L’instant Philo                    Violence et histoire                 Emission du dimanche 28 janvier 2024 

Illustration : photo de Robert Capa

Introduction 

 Quand on ouvre un manuel d’histoire, on est souvent frappé par l’omniprésence de la violence. Est-ce un hasard si les livres des premiers historiens grecs décrivent des guerres : guerres médiques pour Hérodote[i] et guerre du Péloponnèse chez Thucydide ? Les conflits actuels qui sont en plus lourds de la menace d’un usage d’armes de destruction massive, semblent confirmer ce constat. Conflits meurtriers, guerres civiles, coups d’état,  révolutions, révoltes, jacqueries et manifestations souvent réprimées dans le sang semblent scander toutes les époques. Comme Macbeth dans la pièce éponyme de Shakespeare nous pourrions en conclure, de façon désabusée, que l’histoire est « un récit plein de bruit et de fureur raconté par un fou n’ayant aucun sens ». [ii] Au demeurant, Robert Muchembled dans son Histoire de la violence de la fin du moyen-âge à nos jours souligne qu’en Occident, il y a 100 fois moins de meurtres qu’il y a sept siècles. Et la possibilité qu’une guerre éclate entre pays européens occidentaux – Allemagne, France, Italie, Espagne, etc. – est devenue nulle depuis plus d’une cinquantaine d’années. Cet adoucissement des mœurs ne signifie pas que les violences qui persistent soient négligeables et moins graves comme le montrent les violences au sein des familles – principalement celles faites aux femmes et aux enfants. Dans une société pacifiée, elles attirent plus l’attention. C’est une bonne chose pour qu’on puisse lutter contre elles. Ensuite, les actes terroristes trouvent dans des sociétés grandement pacifiées, une puissance de résonnance médiatique peut-être disproportionnée. Les 25 000 victimes du terrorisme dont la plupart se trouvent hors d’Europe (Afghanistan, Irak, Pakistan, Syrie, Nigéria)  frappent fortement les esprits dans une situation de plus grande sécurité alors qu’au regard par exemple des 3,5 millions de décès liés à une surconsommation de sucre ou aux 7 millions de morts par an dus à la pollution de l’air, cela semble objectivement moins inquiétants. Ce type de comptabilité macabre auquel il est difficile d’échapper ne cherche évidemment pas à minimiser les horreurs du terrorisme. Elle montre que la violence est perçue plus par le prisme subjectif et collectif de la peur que par le caractère objectif des risques encourus.[iii]
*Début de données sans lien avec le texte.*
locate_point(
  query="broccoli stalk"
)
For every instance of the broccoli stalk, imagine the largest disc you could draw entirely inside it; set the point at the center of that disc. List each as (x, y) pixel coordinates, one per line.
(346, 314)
Notre rapport à la violence est donc loin d’être simple. Je n’ai pas la prétention d’en faire une analyse exhaustive et précise. Il y aurait fort à faire en ces temps où confusion managériale et politique, mondialisation néo-libérale et « hystérisation »  parfois ahurissante des débats médiatiques, brouillent souvent les pistes. Mon propos est d’arriver à prendre un peu  de recul et proposer quelques pistes : comment penser en général le rapport entre l’histoire humaine et cette violence qui finit d’ailleurs, compte tenu de la puissance de nos technologies, par affecter gravement les autres vivants et perturber toute la biosphère ?  

I.             Définition de la violence entre humains

La violence est d’abord pensée comme une relation entre humains. Elle désigne tout comportement dont le but est de soumettre une personne ou un groupe à sa volonté en recourant à la force. Pour André Comte-Sponville, la Violence est « L’usage immodéré de la force. Elle est parfois nécessaire – la modération n’est pas toujours possible. Jamais bonne. Toujours regrettable, pas toujours condamnable. Son contraire est la douceur – qu’on ne confondra pas avec la faiblesse qui est le contraire de la force. »[iv]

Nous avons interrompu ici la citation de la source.